A lot of people tend to confuse a horse fly with a deer fly since they have so much resemblance. Their larval stage also happens to take place in a similar environment. One very obvious way to differentiate them is that a horse fly processes darker wings and they are larger in size than the deer fly.
Both females however get its food from other mammals which include humans. Mammals usually experience a horse fly sucking their blood. Prior to the reproduction, female horse flies need to have blood meals at least once with their larval stage lasting as much as three years. One must be very careful not to confuse horse flies with deer flies.
The Life of a Horse fly
The number of eggs that a female horse fly can lay is anywhere between 25 and 1000. This means that so much space is usually required to lay this large number of eggs. To tackle this issue, horse flies usually lay their eggs in tiers. You will notice that horse flies eggs usually come in darker colors with a shape that looks like a spindle. Plants which usually hangover water are the best egg laying spots. Between 5 and 12 days, the eggs get hatched.

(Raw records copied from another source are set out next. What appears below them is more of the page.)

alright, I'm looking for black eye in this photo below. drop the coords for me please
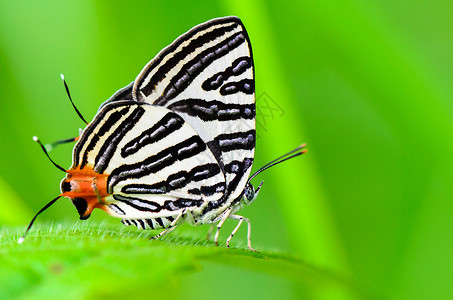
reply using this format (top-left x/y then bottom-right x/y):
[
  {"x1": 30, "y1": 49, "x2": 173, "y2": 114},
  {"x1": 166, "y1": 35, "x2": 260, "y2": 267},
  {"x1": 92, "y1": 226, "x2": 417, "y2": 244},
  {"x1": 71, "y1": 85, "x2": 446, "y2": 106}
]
[
  {"x1": 61, "y1": 181, "x2": 71, "y2": 193},
  {"x1": 245, "y1": 184, "x2": 254, "y2": 201}
]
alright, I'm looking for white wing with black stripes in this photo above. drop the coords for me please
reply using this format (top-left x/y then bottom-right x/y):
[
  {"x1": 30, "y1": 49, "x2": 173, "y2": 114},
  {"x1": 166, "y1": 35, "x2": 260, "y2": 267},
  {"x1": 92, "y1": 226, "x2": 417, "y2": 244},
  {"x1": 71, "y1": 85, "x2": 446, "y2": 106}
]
[
  {"x1": 72, "y1": 100, "x2": 226, "y2": 223},
  {"x1": 132, "y1": 16, "x2": 255, "y2": 206}
]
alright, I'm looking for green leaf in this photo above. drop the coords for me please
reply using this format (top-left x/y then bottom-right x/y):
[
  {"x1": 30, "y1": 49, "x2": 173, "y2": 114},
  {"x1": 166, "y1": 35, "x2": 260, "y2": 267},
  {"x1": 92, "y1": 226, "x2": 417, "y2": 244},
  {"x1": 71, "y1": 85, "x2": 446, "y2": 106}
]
[{"x1": 1, "y1": 222, "x2": 377, "y2": 300}]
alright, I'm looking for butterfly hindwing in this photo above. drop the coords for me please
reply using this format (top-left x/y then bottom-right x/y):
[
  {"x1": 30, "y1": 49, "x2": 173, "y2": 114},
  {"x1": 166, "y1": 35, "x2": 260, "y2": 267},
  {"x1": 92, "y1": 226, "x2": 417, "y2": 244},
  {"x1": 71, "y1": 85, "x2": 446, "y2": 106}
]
[
  {"x1": 72, "y1": 100, "x2": 226, "y2": 220},
  {"x1": 132, "y1": 16, "x2": 255, "y2": 204}
]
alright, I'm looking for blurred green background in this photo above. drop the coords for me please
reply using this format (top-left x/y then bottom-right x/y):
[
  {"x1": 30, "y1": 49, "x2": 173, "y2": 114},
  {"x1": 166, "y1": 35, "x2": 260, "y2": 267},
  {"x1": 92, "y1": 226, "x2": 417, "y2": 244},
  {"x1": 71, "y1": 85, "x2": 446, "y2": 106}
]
[{"x1": 1, "y1": 0, "x2": 453, "y2": 299}]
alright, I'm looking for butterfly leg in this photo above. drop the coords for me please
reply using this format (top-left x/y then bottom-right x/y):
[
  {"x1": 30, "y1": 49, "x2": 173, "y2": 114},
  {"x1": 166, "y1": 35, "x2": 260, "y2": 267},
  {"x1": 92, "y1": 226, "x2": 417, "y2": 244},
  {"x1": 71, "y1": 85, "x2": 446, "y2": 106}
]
[
  {"x1": 206, "y1": 224, "x2": 215, "y2": 240},
  {"x1": 150, "y1": 208, "x2": 186, "y2": 240},
  {"x1": 227, "y1": 215, "x2": 256, "y2": 251},
  {"x1": 214, "y1": 208, "x2": 232, "y2": 246}
]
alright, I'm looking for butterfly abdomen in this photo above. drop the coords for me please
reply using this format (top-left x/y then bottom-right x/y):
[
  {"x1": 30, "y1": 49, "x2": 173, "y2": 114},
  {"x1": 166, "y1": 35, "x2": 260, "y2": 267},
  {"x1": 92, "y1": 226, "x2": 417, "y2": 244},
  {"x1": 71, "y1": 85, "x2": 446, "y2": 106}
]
[{"x1": 122, "y1": 216, "x2": 175, "y2": 230}]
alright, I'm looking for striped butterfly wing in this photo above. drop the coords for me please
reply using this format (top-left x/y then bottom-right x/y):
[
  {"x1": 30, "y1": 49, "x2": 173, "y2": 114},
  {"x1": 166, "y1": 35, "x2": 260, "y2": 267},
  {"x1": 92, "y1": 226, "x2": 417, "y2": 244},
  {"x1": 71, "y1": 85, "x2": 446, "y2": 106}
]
[
  {"x1": 72, "y1": 100, "x2": 226, "y2": 222},
  {"x1": 132, "y1": 16, "x2": 255, "y2": 205}
]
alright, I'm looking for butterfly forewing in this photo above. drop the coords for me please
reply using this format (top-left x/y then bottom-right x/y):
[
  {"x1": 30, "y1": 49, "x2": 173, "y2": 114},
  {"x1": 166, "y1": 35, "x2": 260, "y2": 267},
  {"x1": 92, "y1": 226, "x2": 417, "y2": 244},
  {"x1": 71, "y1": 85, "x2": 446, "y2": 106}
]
[
  {"x1": 73, "y1": 100, "x2": 226, "y2": 219},
  {"x1": 133, "y1": 16, "x2": 255, "y2": 205},
  {"x1": 72, "y1": 17, "x2": 256, "y2": 228}
]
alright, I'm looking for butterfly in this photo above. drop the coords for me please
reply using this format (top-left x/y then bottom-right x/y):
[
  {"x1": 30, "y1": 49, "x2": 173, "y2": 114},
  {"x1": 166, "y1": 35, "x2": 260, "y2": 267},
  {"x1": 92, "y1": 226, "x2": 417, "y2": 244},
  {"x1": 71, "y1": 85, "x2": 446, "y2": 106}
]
[{"x1": 20, "y1": 16, "x2": 306, "y2": 250}]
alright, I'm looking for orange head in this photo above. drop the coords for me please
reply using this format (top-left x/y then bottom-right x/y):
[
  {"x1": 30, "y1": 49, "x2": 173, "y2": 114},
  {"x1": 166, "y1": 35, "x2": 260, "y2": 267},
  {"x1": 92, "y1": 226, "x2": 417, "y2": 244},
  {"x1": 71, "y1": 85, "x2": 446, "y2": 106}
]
[{"x1": 60, "y1": 166, "x2": 110, "y2": 220}]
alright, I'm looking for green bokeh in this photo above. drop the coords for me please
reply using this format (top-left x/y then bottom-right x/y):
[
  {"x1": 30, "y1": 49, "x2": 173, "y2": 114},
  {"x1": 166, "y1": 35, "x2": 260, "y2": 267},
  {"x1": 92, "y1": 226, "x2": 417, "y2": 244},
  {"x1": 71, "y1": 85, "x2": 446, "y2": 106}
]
[{"x1": 1, "y1": 0, "x2": 452, "y2": 299}]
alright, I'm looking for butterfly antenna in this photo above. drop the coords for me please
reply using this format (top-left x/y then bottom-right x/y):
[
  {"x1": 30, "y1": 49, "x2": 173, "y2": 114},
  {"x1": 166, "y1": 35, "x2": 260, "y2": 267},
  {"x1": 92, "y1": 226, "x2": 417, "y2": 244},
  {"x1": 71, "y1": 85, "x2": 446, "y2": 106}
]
[
  {"x1": 18, "y1": 195, "x2": 62, "y2": 244},
  {"x1": 33, "y1": 136, "x2": 67, "y2": 173},
  {"x1": 248, "y1": 143, "x2": 307, "y2": 183},
  {"x1": 44, "y1": 136, "x2": 80, "y2": 152},
  {"x1": 60, "y1": 74, "x2": 88, "y2": 124}
]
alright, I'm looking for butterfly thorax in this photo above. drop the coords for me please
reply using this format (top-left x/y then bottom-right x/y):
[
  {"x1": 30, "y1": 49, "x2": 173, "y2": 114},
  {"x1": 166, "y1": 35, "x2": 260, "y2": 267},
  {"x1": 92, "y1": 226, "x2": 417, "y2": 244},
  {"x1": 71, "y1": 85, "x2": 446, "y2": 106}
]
[{"x1": 60, "y1": 166, "x2": 110, "y2": 220}]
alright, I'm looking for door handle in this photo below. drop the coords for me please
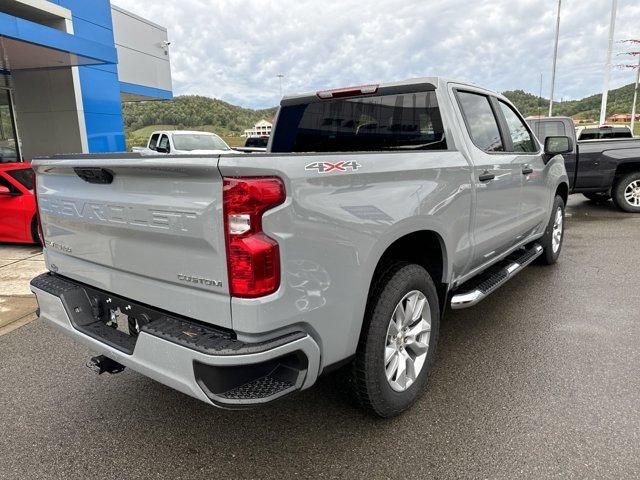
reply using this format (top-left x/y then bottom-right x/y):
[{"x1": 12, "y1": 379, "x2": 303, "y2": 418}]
[
  {"x1": 479, "y1": 171, "x2": 496, "y2": 182},
  {"x1": 522, "y1": 165, "x2": 534, "y2": 175}
]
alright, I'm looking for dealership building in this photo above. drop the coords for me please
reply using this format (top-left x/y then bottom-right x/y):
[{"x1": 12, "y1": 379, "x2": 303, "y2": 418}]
[{"x1": 0, "y1": 0, "x2": 172, "y2": 161}]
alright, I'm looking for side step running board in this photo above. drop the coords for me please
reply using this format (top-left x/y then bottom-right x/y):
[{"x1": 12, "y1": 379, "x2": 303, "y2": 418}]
[{"x1": 450, "y1": 244, "x2": 543, "y2": 310}]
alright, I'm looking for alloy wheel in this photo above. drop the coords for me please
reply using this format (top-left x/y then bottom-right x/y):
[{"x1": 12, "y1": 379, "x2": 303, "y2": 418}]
[
  {"x1": 552, "y1": 206, "x2": 563, "y2": 253},
  {"x1": 384, "y1": 290, "x2": 431, "y2": 392},
  {"x1": 624, "y1": 180, "x2": 640, "y2": 207}
]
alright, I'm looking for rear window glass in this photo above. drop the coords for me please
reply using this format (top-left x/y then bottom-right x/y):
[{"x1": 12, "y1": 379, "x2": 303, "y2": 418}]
[
  {"x1": 529, "y1": 120, "x2": 566, "y2": 144},
  {"x1": 271, "y1": 91, "x2": 447, "y2": 152},
  {"x1": 578, "y1": 128, "x2": 632, "y2": 140},
  {"x1": 6, "y1": 167, "x2": 33, "y2": 190},
  {"x1": 245, "y1": 136, "x2": 269, "y2": 148}
]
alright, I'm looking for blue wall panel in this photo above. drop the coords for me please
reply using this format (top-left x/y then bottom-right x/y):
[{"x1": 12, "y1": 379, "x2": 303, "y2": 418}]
[
  {"x1": 60, "y1": 0, "x2": 126, "y2": 153},
  {"x1": 84, "y1": 112, "x2": 126, "y2": 152},
  {"x1": 56, "y1": 0, "x2": 113, "y2": 29}
]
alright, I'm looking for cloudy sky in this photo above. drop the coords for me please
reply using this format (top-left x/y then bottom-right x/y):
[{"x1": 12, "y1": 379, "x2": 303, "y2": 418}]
[{"x1": 113, "y1": 0, "x2": 640, "y2": 109}]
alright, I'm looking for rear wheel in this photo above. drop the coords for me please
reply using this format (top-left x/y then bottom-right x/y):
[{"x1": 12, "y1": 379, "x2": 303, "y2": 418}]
[
  {"x1": 612, "y1": 172, "x2": 640, "y2": 213},
  {"x1": 30, "y1": 216, "x2": 41, "y2": 246},
  {"x1": 538, "y1": 195, "x2": 565, "y2": 265},
  {"x1": 583, "y1": 192, "x2": 610, "y2": 203},
  {"x1": 349, "y1": 262, "x2": 440, "y2": 418}
]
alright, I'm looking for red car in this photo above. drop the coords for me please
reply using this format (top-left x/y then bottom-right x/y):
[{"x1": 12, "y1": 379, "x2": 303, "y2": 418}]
[{"x1": 0, "y1": 162, "x2": 39, "y2": 244}]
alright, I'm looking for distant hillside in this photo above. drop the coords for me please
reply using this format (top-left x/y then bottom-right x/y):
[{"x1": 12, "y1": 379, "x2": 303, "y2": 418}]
[
  {"x1": 122, "y1": 95, "x2": 277, "y2": 148},
  {"x1": 122, "y1": 83, "x2": 639, "y2": 149},
  {"x1": 503, "y1": 82, "x2": 638, "y2": 120}
]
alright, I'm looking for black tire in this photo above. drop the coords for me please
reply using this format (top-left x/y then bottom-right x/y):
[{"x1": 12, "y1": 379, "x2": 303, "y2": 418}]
[
  {"x1": 612, "y1": 172, "x2": 640, "y2": 213},
  {"x1": 538, "y1": 195, "x2": 565, "y2": 265},
  {"x1": 583, "y1": 192, "x2": 610, "y2": 202},
  {"x1": 30, "y1": 215, "x2": 42, "y2": 246},
  {"x1": 349, "y1": 262, "x2": 440, "y2": 418}
]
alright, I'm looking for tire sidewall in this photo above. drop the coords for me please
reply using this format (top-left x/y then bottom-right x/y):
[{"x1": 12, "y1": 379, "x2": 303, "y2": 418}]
[
  {"x1": 541, "y1": 195, "x2": 565, "y2": 264},
  {"x1": 614, "y1": 173, "x2": 640, "y2": 213},
  {"x1": 365, "y1": 264, "x2": 440, "y2": 415}
]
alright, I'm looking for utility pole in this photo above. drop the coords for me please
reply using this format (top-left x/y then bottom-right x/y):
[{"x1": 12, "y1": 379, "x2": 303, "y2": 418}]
[
  {"x1": 599, "y1": 0, "x2": 618, "y2": 125},
  {"x1": 631, "y1": 55, "x2": 640, "y2": 134},
  {"x1": 618, "y1": 40, "x2": 640, "y2": 134},
  {"x1": 549, "y1": 0, "x2": 561, "y2": 117},
  {"x1": 277, "y1": 74, "x2": 284, "y2": 98}
]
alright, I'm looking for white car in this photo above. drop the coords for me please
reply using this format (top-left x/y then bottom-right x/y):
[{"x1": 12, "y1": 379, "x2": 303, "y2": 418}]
[{"x1": 132, "y1": 130, "x2": 236, "y2": 155}]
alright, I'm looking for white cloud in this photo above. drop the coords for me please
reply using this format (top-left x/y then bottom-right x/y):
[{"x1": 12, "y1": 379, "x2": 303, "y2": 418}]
[{"x1": 113, "y1": 0, "x2": 640, "y2": 108}]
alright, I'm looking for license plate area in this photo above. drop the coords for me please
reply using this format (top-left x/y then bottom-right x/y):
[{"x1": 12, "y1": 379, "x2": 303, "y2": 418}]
[{"x1": 60, "y1": 284, "x2": 168, "y2": 355}]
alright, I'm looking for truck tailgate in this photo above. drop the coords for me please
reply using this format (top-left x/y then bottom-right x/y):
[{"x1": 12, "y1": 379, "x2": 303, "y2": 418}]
[{"x1": 32, "y1": 156, "x2": 231, "y2": 328}]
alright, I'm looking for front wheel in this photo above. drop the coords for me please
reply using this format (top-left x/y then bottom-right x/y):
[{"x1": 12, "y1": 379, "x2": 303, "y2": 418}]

Similar to the larval stage of a deerfly, horseflies usually experience theirs in wetlands such as mud. The time interval is between one and three years. Larvae will usually be released from eggs and will get burrowed into the soil. Whenever larvae drop in water, it is usually transported all the way to dry land. Organic debris, as well as insects and earthworms, mostly form the food for horse fly larvae. Once it is spring, the larvae will reach maturity stage and progress to its pupal stage.
The pupal stage
It is on dry soil that a horse fly attempting to attain full maturity enters its pupal stage. Another name for the pupal stage is the cocoon stage. Usually influenced by the species as well as the environment, this stage usually takes place between 6 and 12 days.
Once the pupal stage reaches its completion, an adult horse fly emerges. It is mostly around late-summer periods that this stage takes place. An adult horse fly has the ability to fly strongly and begins to search for food immediately. At the same time, its search for a mate begins. Females usually go on to look for blood meals but the male species happen to be drawn towards nectar as well as plant juices.
Protection from horseflies
You will mostly find horse flies active when it is summer and the weather is hot. During this period, horseflies tend to attack not only horses but humans. Bites from horse flies are usually dangerous and your horses stand a huge risk. This means that you must take steps to offer them protection by using a wide range of horse fly control products such as Happy horse fly spray, horse fly repellent, etc.